The probability of Plasmodium vivax acute illness following primary infection and relapse in Papua New Guinea.

Inoculation with Plasmodium vivax malaria parasites can lead to blood-stage infections from the primary infection and relapses from liver-stage parasites or non-circulating merozoites. Understanding the risk of clinical illness following primary infection and relapse would inform surveillance and intervention strategies, but the probabilities are uncertain in people living in endemic areas. A major difficulty lies in the inability to distinguish primary infections and relapses. In this study, we estimate the probabilities of clinical illness using the different seasonal patterns of primary infection and relapse.

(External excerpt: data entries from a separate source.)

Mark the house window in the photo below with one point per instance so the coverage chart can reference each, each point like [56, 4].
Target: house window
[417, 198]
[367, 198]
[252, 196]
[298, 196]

Children aged one to three years in Ilaita, Papua New Guinea, were followed up over 16 months for illness (fever with ≥500 parasites/µl) with fortnightly active and passive case detection, and for blood-stage infection every two months. Estimates of the number of primary infections and relapses for each two-month time-period, age-group, village and ITN use category were derived from previous analyses using genotyping data. In this study, we use a Bayesian statistical model to relate the number of observed P. vivax clinical cases in each covariate category to the expected numbers of primary infections and relapses. We include the cumulative number of primary infections experienced since birth as a proxy for acquired immunity. To reflect uncertainty, we use varying assumptions about whether relapses can cause illness in different circumstances. The probability of illness decayed exponentially with increasing cumulative numbers of primary infections experienced. The estimated probability of illness following relapses was lower than that for primary infection, how much lower depended on how they were defined. Later relapses within the same brood tended to have lower probabilities than earlier ones. Varying seasonally, relapses were estimated to contribute half of P. vivax illness in this cohort despite accounting for 80% of the force of blood-stage infection. The results can inform estimates of the burden of P. vivax and provide building blocks for mathematical models for predicting the impact of interventions. Interventions triggered by clinical cases would focus on more recent infections and age-groups with less acquired immunity.